Date: May 2015
Originally Published: NY Daily News
New York City is in a dire housing crisis, one that must be attacked before our rent laws expire next month. It’s the government’s job — and in this case the governor’s personal responsibility — to ensure that thousands of New Yorkers do not see their rents rise excessively or lose their protection against arbitrary evictions.
If Albany does nothing, rent control laws will expire completely on June 15. That would be a disaster.
If the Legislature and governor simply keep our current rent laws in place, the city’s current slow-motion affordability crisis will continue: Countless families could be displaced — many of whom would enter an overcrowded, underfunded homeless shelter system.
What we need is robust new laws that protect renters from the flaws in the current regulation regime.
The clock is ticking. Yet we’re nowhere close to getting a law passed.
This month, during a march across the Brooklyn Bridge, our city sent a clear message to Albany: The status quo of rapidly rising rents is seeing thousands upon thousands of New Yorkers forced out of their increasingly unaffordable neighborhoods. Rent laws cannot expire, and simply extending them would be a major loss for tenants. At a time when 600,000 households are spending more than 50% of gross income on rent and utilities, we need bolder action — along the lines that the mayor, supported by the New York City Council and a number of tenants’ rights advocacy groups, has pressed.
The state Assembly, led by Speaker Carl Heastie, has done its part, passing wise legislation that would not only keep rent regulations for another four years, but would close some dangerous loopholes in the system. Closely tracking recommendations made by Mayor de Blasio, it would additionally repeal a provision that allows apartments with monthly rents of at least $2,500 to become decontrolled when they become vacant.
But given the Senate’s entrenched ideological resistance, combined with turmoil in the wake of the arrest of former Majority Leader Dean Skelos, it is looking unlikely that the state’s other legislative house will act.

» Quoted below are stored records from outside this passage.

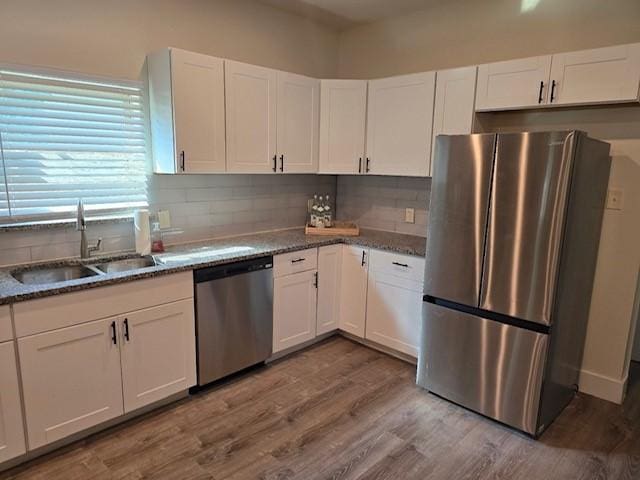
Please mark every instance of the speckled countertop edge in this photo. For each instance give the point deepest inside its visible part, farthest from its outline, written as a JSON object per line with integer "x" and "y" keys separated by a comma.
{"x": 261, "y": 244}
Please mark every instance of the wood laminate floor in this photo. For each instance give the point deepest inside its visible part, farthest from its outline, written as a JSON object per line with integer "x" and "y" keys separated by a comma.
{"x": 342, "y": 411}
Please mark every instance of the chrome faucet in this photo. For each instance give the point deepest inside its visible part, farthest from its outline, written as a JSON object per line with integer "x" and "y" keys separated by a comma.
{"x": 81, "y": 226}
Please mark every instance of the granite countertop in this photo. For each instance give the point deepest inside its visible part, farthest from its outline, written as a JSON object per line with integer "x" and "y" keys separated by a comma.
{"x": 204, "y": 254}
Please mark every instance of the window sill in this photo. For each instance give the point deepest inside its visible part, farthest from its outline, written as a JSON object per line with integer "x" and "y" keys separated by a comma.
{"x": 63, "y": 223}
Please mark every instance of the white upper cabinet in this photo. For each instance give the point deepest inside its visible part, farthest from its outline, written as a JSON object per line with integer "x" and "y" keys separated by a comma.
{"x": 158, "y": 353}
{"x": 329, "y": 285}
{"x": 343, "y": 110}
{"x": 186, "y": 92}
{"x": 602, "y": 75}
{"x": 298, "y": 123}
{"x": 399, "y": 125}
{"x": 12, "y": 442}
{"x": 454, "y": 105}
{"x": 513, "y": 84}
{"x": 251, "y": 118}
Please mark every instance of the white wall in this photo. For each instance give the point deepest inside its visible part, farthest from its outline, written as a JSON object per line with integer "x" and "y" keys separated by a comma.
{"x": 112, "y": 37}
{"x": 454, "y": 33}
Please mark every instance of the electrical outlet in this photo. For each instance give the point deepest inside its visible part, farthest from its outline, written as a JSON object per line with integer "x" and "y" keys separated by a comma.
{"x": 164, "y": 219}
{"x": 614, "y": 199}
{"x": 410, "y": 215}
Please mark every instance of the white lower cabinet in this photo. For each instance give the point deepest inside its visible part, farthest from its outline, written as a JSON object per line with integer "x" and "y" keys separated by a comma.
{"x": 158, "y": 353}
{"x": 353, "y": 301}
{"x": 71, "y": 380}
{"x": 394, "y": 310}
{"x": 294, "y": 309}
{"x": 11, "y": 428}
{"x": 329, "y": 285}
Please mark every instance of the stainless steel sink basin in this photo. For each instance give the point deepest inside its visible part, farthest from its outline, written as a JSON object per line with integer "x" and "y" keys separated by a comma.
{"x": 125, "y": 264}
{"x": 53, "y": 274}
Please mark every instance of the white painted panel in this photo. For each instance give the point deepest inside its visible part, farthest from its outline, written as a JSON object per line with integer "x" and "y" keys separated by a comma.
{"x": 394, "y": 312}
{"x": 199, "y": 118}
{"x": 513, "y": 84}
{"x": 353, "y": 307}
{"x": 298, "y": 123}
{"x": 294, "y": 309}
{"x": 329, "y": 285}
{"x": 602, "y": 75}
{"x": 399, "y": 125}
{"x": 251, "y": 118}
{"x": 12, "y": 443}
{"x": 71, "y": 380}
{"x": 343, "y": 110}
{"x": 44, "y": 314}
{"x": 158, "y": 353}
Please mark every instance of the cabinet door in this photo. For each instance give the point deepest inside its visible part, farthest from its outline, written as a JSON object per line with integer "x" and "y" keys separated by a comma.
{"x": 197, "y": 83}
{"x": 158, "y": 353}
{"x": 513, "y": 84}
{"x": 343, "y": 110}
{"x": 71, "y": 380}
{"x": 394, "y": 312}
{"x": 11, "y": 427}
{"x": 294, "y": 309}
{"x": 353, "y": 306}
{"x": 329, "y": 275}
{"x": 251, "y": 118}
{"x": 454, "y": 105}
{"x": 399, "y": 125}
{"x": 298, "y": 123}
{"x": 602, "y": 75}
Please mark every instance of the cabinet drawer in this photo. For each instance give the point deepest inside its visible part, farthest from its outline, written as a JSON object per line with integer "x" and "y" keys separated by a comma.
{"x": 404, "y": 266}
{"x": 295, "y": 262}
{"x": 6, "y": 332}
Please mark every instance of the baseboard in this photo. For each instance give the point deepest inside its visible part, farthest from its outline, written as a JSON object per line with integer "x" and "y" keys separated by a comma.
{"x": 606, "y": 388}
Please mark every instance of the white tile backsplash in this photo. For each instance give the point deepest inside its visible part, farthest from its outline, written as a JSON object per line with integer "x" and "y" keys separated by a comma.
{"x": 380, "y": 202}
{"x": 201, "y": 207}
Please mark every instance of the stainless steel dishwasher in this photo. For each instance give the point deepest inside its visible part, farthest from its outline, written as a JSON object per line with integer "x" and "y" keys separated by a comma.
{"x": 234, "y": 317}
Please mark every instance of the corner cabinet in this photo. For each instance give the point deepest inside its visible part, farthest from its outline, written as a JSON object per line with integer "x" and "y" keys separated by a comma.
{"x": 343, "y": 113}
{"x": 298, "y": 120}
{"x": 186, "y": 95}
{"x": 251, "y": 118}
{"x": 399, "y": 125}
{"x": 353, "y": 305}
{"x": 12, "y": 440}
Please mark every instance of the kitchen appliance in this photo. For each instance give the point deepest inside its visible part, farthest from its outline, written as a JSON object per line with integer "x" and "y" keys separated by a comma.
{"x": 514, "y": 228}
{"x": 234, "y": 317}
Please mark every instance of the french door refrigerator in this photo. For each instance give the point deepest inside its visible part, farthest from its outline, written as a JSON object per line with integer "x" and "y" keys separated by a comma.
{"x": 512, "y": 241}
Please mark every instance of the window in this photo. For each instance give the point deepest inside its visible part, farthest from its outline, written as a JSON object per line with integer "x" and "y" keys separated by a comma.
{"x": 62, "y": 139}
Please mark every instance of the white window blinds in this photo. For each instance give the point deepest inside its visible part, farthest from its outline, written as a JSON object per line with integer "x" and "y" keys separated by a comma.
{"x": 62, "y": 139}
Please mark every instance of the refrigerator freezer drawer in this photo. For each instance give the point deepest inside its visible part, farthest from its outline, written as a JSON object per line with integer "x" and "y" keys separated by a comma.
{"x": 486, "y": 366}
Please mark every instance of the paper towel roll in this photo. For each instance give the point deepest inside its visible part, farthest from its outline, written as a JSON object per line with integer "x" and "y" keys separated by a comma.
{"x": 142, "y": 231}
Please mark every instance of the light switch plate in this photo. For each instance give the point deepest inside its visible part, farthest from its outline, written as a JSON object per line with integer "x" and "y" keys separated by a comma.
{"x": 410, "y": 215}
{"x": 614, "y": 199}
{"x": 164, "y": 219}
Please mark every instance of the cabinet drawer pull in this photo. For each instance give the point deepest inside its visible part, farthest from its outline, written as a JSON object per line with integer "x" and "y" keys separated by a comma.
{"x": 404, "y": 265}
{"x": 126, "y": 329}
{"x": 540, "y": 92}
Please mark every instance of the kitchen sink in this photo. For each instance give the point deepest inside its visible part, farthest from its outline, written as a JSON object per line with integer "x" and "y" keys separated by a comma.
{"x": 53, "y": 274}
{"x": 126, "y": 264}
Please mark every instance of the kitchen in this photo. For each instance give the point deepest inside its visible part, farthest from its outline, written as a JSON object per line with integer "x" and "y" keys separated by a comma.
{"x": 378, "y": 93}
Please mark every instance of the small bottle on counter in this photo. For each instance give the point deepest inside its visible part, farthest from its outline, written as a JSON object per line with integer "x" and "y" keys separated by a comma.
{"x": 157, "y": 245}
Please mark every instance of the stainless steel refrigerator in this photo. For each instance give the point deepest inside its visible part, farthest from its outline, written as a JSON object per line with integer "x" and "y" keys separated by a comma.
{"x": 512, "y": 240}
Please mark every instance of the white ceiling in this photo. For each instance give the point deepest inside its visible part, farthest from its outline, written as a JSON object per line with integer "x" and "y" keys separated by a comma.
{"x": 343, "y": 14}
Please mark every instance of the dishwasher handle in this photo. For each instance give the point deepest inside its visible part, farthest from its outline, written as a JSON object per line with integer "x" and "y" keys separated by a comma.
{"x": 230, "y": 269}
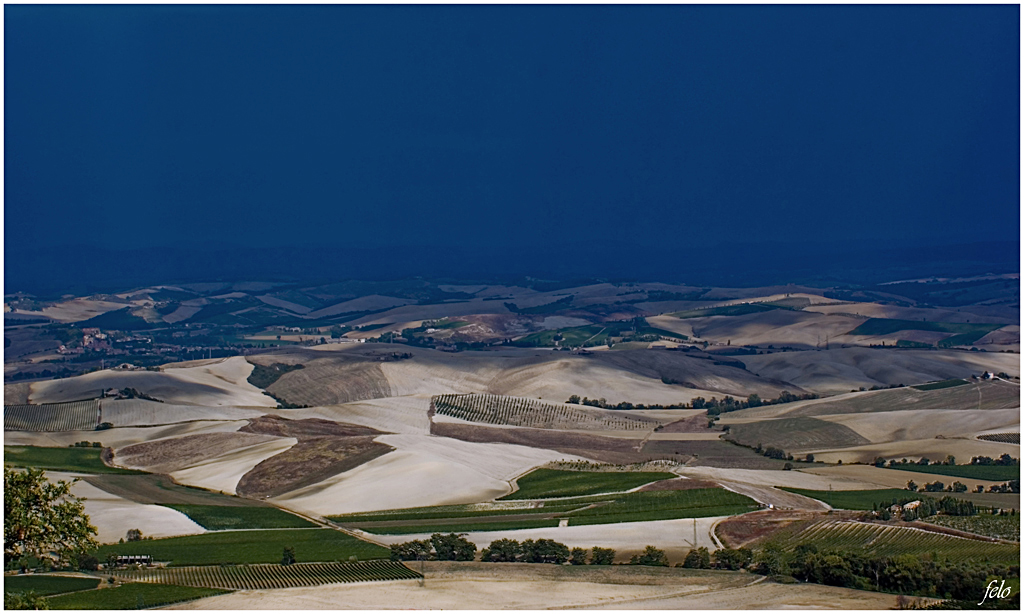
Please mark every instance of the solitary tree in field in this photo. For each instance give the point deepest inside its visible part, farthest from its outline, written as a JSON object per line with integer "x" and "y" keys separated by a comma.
{"x": 42, "y": 517}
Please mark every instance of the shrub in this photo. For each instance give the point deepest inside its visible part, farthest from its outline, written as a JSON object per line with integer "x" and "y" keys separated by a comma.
{"x": 87, "y": 562}
{"x": 545, "y": 551}
{"x": 697, "y": 559}
{"x": 578, "y": 556}
{"x": 502, "y": 551}
{"x": 728, "y": 558}
{"x": 411, "y": 551}
{"x": 650, "y": 556}
{"x": 601, "y": 556}
{"x": 453, "y": 547}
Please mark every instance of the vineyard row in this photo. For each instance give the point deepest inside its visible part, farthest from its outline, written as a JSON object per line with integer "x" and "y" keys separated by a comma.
{"x": 251, "y": 577}
{"x": 497, "y": 409}
{"x": 76, "y": 415}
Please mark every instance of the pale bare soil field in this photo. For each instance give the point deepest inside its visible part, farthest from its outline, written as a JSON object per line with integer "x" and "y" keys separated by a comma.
{"x": 627, "y": 538}
{"x": 422, "y": 471}
{"x": 780, "y": 327}
{"x": 914, "y": 449}
{"x": 994, "y": 394}
{"x": 838, "y": 370}
{"x": 167, "y": 455}
{"x": 391, "y": 414}
{"x": 974, "y": 313}
{"x": 113, "y": 516}
{"x": 768, "y": 478}
{"x": 27, "y": 344}
{"x": 74, "y": 310}
{"x": 121, "y": 437}
{"x": 140, "y": 412}
{"x": 182, "y": 313}
{"x": 921, "y": 424}
{"x": 16, "y": 394}
{"x": 337, "y": 374}
{"x": 223, "y": 472}
{"x": 530, "y": 586}
{"x": 218, "y": 383}
{"x": 769, "y": 596}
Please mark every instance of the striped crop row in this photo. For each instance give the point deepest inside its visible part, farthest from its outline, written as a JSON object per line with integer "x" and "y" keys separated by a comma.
{"x": 250, "y": 577}
{"x": 497, "y": 409}
{"x": 76, "y": 415}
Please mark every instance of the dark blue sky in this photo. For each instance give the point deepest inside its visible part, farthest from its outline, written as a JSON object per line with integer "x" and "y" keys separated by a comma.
{"x": 483, "y": 125}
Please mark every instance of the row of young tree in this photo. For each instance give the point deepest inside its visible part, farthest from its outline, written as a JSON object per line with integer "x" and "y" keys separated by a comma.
{"x": 924, "y": 508}
{"x": 713, "y": 405}
{"x": 905, "y": 574}
{"x": 1004, "y": 461}
{"x": 457, "y": 547}
{"x": 937, "y": 486}
{"x": 603, "y": 404}
{"x": 728, "y": 403}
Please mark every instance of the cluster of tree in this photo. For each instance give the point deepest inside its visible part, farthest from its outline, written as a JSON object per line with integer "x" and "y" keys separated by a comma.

It falls to Cuomo to pressure the Senate to not only renew but strengthen the laws. At the very least, the Senate should pass the Assembly bill. Ideally, we should go further: Banning automatic rent hikes upon vacancy and taking a hard line to prevent landlords from exploiting other provisions in the current law that let them substantially hike rents when they make capital improvements in between tenants.
What can Cuomo do? To begin with, he must take a stand — and say where he is on the current debate, ideally endorsing the mayor’s reforms. Then, he should use the bully pulpit to goad the Senate into making change happen.
Finally, there’s an elephant in the room that everybody in New York City knows about but Albany has failed to address. What we define as “affordable” under current law — which comes into play with many housing programs designed to help the working and middle class — isn’t actually affordable for a majority of New Yorkers. The area median income for many units on the market today does not come close what some of our neediest households make, so Albany must redefine what affordable means in New York City.
A steady stream of corruption scandals might give New Yorkers the impression that Albany is controlled by the luxury real estate industry, which is opposed to all these rent reforms. The governor can show his independence from luxury developers — including those who have donated massive sums to his own campaign accounts — by taking leadership in the fight for renters.